Oriental Carbon & Chemicals - Sulphur springs
By Kaustubh Ghotikar |
8/15/2011 4:36 PM Monday
With a five-year CAGR of 57.64 per cent, and 25.54 per cent in topline and bottomline, its status as market leader in its product line, doubling of capacities, good clientele both in the domestic and international markets, a 10-year dividend-paying track record and PE of merely 3.4x, Oriental Carbon & Chemicals Ltd. merits a second look. Hence, we recommended this scrip, which is currently available at Rs 119.
Part of the J P Goenka Duncan Group, Oriental Carbon & Chemicals Ltd. (OCCL) is the manufacturer of insoluble sulphur and sulphuric acid. Insoluble sulphur, generates 90 per cent of its revenues, while the balance comes from sulphuric acid. Insoluble sulphur is a vulcanising agent that increases the durability of rubber, and hence, OCCL’s products find application mainly in the tyre industry. Of the total insoluble sulphur revenues, nearly 60 per cent come from exports, while the balance comes from domestic sale.
While it looks like a plain vanilla business, what one needs to know is that OCCL is the only manufacturer of insoluble sulphur in India. Thus, it stands to be a direct beneficiary of the tyre industry. OCCL already has an envious list of clients that includes Bridgestone, Continental AG, Kumho Tyres, Goodyear on the international front, and Apollo Tyres, Bridgestone India, Ceat Tyres, MRF Tyres, Goodyear India, Birla Tyres, and J K Tyres on the domestic front. In fact, OCCL is a preferred supplier to international tyre companies.
The icing on the cake is the fact that most of the tyre companies in India are currently on an expansion spree. International companies such as Michelin and Yokohama too, are setting up tyre capacities in India. In India, there is also a shift towards radialisation of tyres, which consumes more insoluble sulphur. While 98 per cent of passenger cars are radialised, radialisation of commercial vehicles is still less at 12 per cent, and presents a good growth opportunity. All of this should create incremental demand for OCCL’s insoluble sulphur in the coming years.

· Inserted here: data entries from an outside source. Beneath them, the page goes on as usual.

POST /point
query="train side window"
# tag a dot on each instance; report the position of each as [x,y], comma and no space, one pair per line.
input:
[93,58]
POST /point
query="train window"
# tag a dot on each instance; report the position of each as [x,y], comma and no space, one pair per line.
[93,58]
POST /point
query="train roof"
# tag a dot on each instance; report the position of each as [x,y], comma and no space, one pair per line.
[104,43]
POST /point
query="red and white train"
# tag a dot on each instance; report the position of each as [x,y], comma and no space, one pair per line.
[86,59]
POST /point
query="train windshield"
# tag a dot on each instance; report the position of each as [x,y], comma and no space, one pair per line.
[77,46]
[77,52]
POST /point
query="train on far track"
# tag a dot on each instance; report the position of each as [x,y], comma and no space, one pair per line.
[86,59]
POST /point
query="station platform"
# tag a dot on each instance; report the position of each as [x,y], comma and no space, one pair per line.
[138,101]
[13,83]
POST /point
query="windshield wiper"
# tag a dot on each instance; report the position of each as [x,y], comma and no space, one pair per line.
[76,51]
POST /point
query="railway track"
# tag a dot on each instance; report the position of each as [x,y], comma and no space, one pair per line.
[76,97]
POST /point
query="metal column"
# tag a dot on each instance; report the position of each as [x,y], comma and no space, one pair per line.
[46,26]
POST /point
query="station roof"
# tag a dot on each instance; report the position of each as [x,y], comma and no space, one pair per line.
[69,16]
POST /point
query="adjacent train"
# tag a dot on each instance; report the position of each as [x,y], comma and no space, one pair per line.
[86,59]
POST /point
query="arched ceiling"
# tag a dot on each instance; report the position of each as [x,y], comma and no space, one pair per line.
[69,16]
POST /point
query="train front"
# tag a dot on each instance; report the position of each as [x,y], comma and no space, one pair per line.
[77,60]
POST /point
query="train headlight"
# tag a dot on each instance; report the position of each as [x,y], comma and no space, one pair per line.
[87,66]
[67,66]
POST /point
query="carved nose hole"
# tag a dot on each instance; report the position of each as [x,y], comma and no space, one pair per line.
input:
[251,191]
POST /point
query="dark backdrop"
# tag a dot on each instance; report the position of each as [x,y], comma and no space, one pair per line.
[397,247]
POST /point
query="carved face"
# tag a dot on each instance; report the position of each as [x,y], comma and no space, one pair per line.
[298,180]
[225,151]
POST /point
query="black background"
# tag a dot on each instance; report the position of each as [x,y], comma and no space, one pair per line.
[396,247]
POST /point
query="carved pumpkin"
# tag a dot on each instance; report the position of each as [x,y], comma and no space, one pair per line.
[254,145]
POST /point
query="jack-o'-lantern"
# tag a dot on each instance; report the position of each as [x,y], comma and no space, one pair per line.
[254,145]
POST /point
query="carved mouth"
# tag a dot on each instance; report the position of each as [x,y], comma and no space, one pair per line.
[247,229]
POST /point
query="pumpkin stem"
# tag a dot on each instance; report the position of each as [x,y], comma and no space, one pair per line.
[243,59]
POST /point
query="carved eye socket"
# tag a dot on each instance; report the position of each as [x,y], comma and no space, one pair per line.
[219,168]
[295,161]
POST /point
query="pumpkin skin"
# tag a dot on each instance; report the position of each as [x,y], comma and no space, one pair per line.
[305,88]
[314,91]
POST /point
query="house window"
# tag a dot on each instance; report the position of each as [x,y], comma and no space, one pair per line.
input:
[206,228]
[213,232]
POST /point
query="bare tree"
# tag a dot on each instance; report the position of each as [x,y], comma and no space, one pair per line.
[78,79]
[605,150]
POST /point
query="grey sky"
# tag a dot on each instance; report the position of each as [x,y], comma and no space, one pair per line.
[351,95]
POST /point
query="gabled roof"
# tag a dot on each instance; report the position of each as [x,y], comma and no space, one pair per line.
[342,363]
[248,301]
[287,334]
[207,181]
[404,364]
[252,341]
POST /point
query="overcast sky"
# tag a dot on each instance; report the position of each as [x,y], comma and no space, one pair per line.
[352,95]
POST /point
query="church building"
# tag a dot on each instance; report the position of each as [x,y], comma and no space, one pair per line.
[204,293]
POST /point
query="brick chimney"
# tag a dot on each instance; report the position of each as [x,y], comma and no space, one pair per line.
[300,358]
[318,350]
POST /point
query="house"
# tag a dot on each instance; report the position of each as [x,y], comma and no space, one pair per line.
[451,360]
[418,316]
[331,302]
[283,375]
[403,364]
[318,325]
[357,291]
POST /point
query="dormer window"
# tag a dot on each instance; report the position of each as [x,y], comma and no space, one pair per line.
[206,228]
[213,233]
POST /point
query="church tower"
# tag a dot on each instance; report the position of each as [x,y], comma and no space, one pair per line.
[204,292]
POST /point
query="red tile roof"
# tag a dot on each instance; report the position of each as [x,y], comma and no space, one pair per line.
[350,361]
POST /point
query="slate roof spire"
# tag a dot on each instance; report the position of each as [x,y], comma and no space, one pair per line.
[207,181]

OCCL is fully poised to take advantage of these opportunities, by almost doubling its insoluble sulphur capacity by 11000 MTPA, taking it to 23000 MTPA in two phases at the Mundra SEZ. The trial runs for Phase I (5500 MTPA) have started, while Phase II is expected to be commissioned in Q4 FY12, and once completed, this expanded capacity would push its revenues to a different trajectory altogether. In fact, a reliable source tells us that post the Phase II commissioning, OCCL could continue into Phase III and Phase IV expansion of insoluble sulphur capacity at Mundra SEZ. According to OCCL’s annual report, its land at Mundra SEZ is big enough to support another 11000 MTPA of capacity. The only concern is that, if an auto slowdown occurs domestically or globally, OCCL could bear the brunt of the same.
On the financial front, OCCL started Q1 FY12 on a strong note, with a 34 per cent topline growth to Rs 47.34 crore, while profits grew by 6 per cent to Rs 7.79 crore. At these numbers, OCCL’s valuations look quite low at a PE and EV/EBIDTA of merely 3.3x and 3.4x respectively. One can grab the scrip with a year’s target of 150.